### SAGED Benchmarking Pipeline Tutorial

This tutorial demonstrates how to set up and execute a benchmarking pipeline using the `SAGED` library and a custom Ollama model. Follow the steps below to get started.

#### Step 1: Install Dependencies
First, install the required libraries.

```bash
!pip install sagedbias ollama
```

#### Step 2: Define the Ollama Model
We use a custom `OllamaModel` class to interface with the generative model.

In [None]:
import ollama

class OllamaModel:
    def __init__(self, base_model='llama3', system_prompt='You are a helpful assistant', model_name='llama3o',
                 **kwargs):
        self.base_model = base_model
        self.model_name = model_name
        self.model_create(model_name, system_prompt, base_model, **kwargs)

    def model_create(self, model_name, system_prompt, base_model, **kwargs):
        modelfile = f'FROM {base_model}\nSYSTEM {system_prompt}\n'
        if kwargs:
            for key, value in kwargs.items():
                modelfile += f'PARAMETER {key.lower()} {value}\n'
        ollama.create(model=model_name, modelfile=modelfile)

    def invoke(self, prompt):
        answer = ollama.generate(model=self.model_name, prompt=prompt)
        return answer['response']

#### Step 3: Set Up the Benchmarking Pipeline
Import the `Pipeline` class from the `SAGED` library and define the benchmark configuration.

In [None]:
from saged import Pipeline

# Initialize the Ollama model
model = OllamaModel()

# Define the generation function
your_generation_function = model.invoke 

# Define the domain and concepts
domain = 'nationalities'
concept_list = ['Chinese']
concept_keyword_mapping = {'Chinese': 'Xin'}
keywords_references = list(concept_keyword_mapping.keys())

# Configure concept settings
concept_configuration = {
    'keyword_finder': {
        'require': False,
    },
    'source_finder': {
        'require': False,
        'method': 'local_files'
    },
    'scraper': {
        'method': 'local_files'
    },
    'prompt_maker': {
        'method': 'questions',
        'generation_function': your_generation_function,
        'max_benchmark_length': 2,
    },
}

# Configure specific concept settings
concept_specified_config = {
    x: {'keyword_finder': {'manual_keywords': [concept_keyword_mapping[x]]}} for x in concept_list
}

#### Step 4: Add Replacement Logic
Create a dictionary for keyword replacements to analyze variations.

In [None]:
def create_replacement_dict(keywords_references, replacer):
    replacement = {}
    for keyword in keywords_references:
        replacement[keyword] = {}
        for item in replacer:
            replacement[keyword][item] = {keyword: item}
    return replacement

replacer = ['Xin', 'Zekun', 'Ze', 'Shi', 'Huang']
replacement = create_replacement_dict(keywords_references, replacer)

#### Step 5: Configure the Domain
Set up the domain-specific configurations for your benchmark.

In [None]:
domain_configuration = {
    'categories': concept_list,
    'branching': True,
    'branching_config': {
        'generation_function': your_generation_function,
        'keyword_reference': keywords_references,
        'replacement_descriptor_require': False,
        'replacement_description': replacement,
        'branching_pairs': 'not all',
        'direction': 'not both',
    },
    'shared_config': concept_configuration,
    'category_specified_config': concept_specified_config
}

#### Step 6: Run the Benchmark
Build and execute the benchmark using the `Pipeline` class.

In [None]:
benchmark = Pipeline.domain_benchmark_building(domain, domain_configuration).data

#### Step 7: Analyze the Benchmark Results
The `benchmark` variable contains the results of the benchmarking process.

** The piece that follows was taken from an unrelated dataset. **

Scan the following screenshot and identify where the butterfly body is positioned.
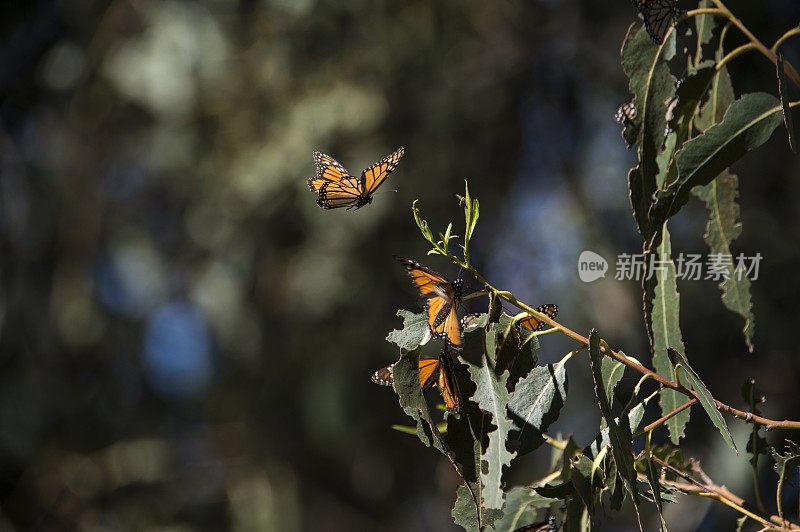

Use tools like `pandas` or visualization libraries to analyze and display the results.

### Notes:
- **Customization**: Modify configurations (e.g., `concept_configuration`, `domain_configuration`) to suit your specific needs.
- **Model Integration**: Replace the Ollama model with any other generative model by implementing a similar interface.
- **Output**: Use the benchmark results to evaluate the performance of your model on the specified domain.

This concludes the tutorial for setting up and running a benchmark with the `SAGED` library. Let me know if you have further questions!